Lestarikan Budaya, Bocah-Bocah di Banyuwangi Belajar Menganyam Ketupat

248x Dilihat


Menyantap ketupat merupakan hidangan wajib saat Lebaran Idul Fitri. Namun, tahukah Anda makna mendalam di balik hidangan khas ini? Bagi masyarakat Jawa, ketupat bukan sekadar makanan, melainkan simbol filosofis yang kaya akan makna.

"Ketupat" atau "kupat" dalam bahasa Jawa merupakan kependekan dari "Ngaku Lepat," yang berarti mengakui kesalahan. Makna ini tercermin dalam tradisi Lebaran, di mana umat Muslim saling bermaaf-maafan dan mengakui kesalahan masing-masing.

Semangat pelestarian budaya ini juga terlihat pada anak-anak yang tergabung dalam Sanggar Nampani di Dusun Rejopuro, Desa Kampunganyar, Kecamatan Glagah, Banyuwangi. Mereka memanfaatkan waktu Ramadan untuk belajar menganyam ketupat, dimulai dari membuat selongsongnya yang terbuat dari janur (daun kelapa muda). Senin, (24/3/2025).

Dengan antusias, mereka mempelajari teknik menganyam yang rumit ini, menunjukkan minat yang besar terhadap warisan budaya mereka. Ketua Sanggar Nampani, Samian, mengungkapkan kebanggaannya atas semangat anak-anak dalam melestarikan tradisi ini.

"Mereka sangat antusias melestarikan budaya, seperti yang dilakukan anak-anak di sini.

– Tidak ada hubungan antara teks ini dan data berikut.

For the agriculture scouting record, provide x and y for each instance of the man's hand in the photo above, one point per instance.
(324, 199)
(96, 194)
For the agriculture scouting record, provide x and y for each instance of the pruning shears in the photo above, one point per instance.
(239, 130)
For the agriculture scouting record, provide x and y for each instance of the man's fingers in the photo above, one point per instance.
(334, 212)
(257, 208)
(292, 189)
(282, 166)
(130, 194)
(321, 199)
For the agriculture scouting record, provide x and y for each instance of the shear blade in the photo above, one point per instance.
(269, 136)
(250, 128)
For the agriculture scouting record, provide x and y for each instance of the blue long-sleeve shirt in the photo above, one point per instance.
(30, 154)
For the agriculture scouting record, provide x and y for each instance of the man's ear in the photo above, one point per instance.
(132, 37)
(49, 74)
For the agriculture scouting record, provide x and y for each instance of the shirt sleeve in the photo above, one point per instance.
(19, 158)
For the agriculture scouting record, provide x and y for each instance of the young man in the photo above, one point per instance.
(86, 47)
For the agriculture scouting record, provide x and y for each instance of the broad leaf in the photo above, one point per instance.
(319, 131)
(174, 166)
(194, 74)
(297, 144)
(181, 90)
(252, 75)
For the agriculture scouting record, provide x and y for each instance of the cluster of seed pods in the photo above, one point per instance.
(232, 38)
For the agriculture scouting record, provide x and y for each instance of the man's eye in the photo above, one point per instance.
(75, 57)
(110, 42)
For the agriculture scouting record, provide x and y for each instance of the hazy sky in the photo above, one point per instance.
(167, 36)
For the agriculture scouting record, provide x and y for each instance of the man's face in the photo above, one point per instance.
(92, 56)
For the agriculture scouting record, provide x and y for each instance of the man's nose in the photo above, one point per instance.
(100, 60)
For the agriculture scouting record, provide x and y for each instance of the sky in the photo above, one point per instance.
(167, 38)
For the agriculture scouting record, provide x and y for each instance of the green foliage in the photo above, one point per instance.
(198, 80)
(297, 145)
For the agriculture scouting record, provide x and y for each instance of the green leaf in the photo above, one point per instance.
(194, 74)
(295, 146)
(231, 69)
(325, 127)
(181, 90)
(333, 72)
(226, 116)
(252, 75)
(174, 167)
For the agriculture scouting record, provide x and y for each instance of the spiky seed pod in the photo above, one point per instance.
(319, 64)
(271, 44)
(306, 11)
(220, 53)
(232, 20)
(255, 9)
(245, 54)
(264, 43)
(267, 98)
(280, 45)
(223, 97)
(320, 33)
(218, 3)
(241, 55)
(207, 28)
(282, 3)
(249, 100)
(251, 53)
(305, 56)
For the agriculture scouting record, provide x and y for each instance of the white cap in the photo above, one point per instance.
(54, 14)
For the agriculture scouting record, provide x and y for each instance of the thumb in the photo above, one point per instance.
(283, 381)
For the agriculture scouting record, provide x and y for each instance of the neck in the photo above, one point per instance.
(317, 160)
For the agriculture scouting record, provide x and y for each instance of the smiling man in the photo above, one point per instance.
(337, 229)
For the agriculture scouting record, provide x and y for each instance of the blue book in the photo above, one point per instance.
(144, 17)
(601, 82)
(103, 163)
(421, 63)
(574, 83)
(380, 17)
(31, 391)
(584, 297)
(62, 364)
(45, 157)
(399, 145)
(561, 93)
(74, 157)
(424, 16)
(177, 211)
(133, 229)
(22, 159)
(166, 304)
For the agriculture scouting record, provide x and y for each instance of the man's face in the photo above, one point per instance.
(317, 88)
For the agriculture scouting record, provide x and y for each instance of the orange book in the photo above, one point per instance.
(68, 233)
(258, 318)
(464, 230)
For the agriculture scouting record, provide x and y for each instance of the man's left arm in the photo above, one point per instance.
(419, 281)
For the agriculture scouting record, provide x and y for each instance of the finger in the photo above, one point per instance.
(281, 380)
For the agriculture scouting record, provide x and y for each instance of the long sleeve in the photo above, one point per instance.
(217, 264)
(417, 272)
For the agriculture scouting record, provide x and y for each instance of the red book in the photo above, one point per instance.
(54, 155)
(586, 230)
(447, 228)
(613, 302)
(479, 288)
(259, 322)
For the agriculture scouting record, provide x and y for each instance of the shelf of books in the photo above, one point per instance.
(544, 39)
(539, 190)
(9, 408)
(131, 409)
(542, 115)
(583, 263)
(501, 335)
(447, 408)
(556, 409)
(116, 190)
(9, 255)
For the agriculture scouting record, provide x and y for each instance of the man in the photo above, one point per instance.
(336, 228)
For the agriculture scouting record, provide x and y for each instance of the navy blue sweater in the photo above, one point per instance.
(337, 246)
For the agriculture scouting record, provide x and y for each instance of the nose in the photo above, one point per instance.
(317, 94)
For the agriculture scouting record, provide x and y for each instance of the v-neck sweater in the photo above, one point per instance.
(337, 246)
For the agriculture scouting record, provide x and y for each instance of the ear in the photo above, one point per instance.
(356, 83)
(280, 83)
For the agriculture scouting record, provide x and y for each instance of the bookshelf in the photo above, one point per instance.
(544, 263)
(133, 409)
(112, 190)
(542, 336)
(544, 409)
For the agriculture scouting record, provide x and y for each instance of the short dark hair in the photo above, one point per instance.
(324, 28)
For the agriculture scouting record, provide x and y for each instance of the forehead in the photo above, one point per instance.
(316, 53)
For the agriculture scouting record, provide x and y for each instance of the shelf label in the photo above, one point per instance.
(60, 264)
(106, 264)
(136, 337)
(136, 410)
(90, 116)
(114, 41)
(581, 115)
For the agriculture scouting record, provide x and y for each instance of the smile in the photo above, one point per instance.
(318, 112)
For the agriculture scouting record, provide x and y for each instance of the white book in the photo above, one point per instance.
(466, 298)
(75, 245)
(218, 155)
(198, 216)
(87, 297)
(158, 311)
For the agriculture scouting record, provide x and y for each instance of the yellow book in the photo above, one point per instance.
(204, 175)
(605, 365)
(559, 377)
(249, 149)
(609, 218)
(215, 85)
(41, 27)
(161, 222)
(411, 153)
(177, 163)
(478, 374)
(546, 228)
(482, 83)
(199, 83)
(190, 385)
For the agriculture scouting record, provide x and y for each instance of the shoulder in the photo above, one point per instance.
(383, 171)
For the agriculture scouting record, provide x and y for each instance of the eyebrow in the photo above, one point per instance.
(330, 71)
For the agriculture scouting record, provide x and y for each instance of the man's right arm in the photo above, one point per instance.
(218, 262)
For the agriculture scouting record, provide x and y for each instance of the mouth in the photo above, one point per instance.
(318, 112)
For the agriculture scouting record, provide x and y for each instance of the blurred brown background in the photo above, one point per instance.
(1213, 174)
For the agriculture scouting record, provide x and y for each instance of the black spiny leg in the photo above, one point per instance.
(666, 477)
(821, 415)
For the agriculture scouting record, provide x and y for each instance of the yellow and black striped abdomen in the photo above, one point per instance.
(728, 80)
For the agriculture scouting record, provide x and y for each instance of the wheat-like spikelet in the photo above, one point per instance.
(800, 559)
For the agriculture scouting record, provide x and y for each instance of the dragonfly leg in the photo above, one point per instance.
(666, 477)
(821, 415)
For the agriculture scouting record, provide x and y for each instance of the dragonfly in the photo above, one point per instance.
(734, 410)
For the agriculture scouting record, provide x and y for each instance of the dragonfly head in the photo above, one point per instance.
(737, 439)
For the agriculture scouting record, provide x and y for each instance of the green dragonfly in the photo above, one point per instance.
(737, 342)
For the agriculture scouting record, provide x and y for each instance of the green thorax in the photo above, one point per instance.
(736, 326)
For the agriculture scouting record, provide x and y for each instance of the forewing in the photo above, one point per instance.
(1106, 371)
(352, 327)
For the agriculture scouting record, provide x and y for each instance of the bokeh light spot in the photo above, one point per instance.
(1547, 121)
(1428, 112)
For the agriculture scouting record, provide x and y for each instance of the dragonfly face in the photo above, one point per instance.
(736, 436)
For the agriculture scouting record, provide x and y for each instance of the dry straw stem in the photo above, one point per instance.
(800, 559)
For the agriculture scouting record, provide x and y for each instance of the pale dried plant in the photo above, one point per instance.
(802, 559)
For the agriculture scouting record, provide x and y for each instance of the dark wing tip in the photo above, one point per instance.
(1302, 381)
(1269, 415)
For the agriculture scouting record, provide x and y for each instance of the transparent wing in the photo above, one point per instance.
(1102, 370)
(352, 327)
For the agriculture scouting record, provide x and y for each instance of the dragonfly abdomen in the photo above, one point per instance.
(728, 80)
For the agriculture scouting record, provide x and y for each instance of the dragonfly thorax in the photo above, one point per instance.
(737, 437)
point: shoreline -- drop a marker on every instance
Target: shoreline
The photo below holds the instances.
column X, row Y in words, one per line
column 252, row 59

Selain belajar menari, mereka juga belajar budaya-budaya tradisional seperti menganyam ketupat," ujar Samian.

Kegiatan ini tidak hanya mengajarkan keterampilan menganyam, tetapi juga menanamkan nilai-nilai luhur budaya Jawa pada generasi muda. Diharapkan, tradisi membuat ketupat ini akan terus dilestarikan dan diwariskan kepada generasi mendatang.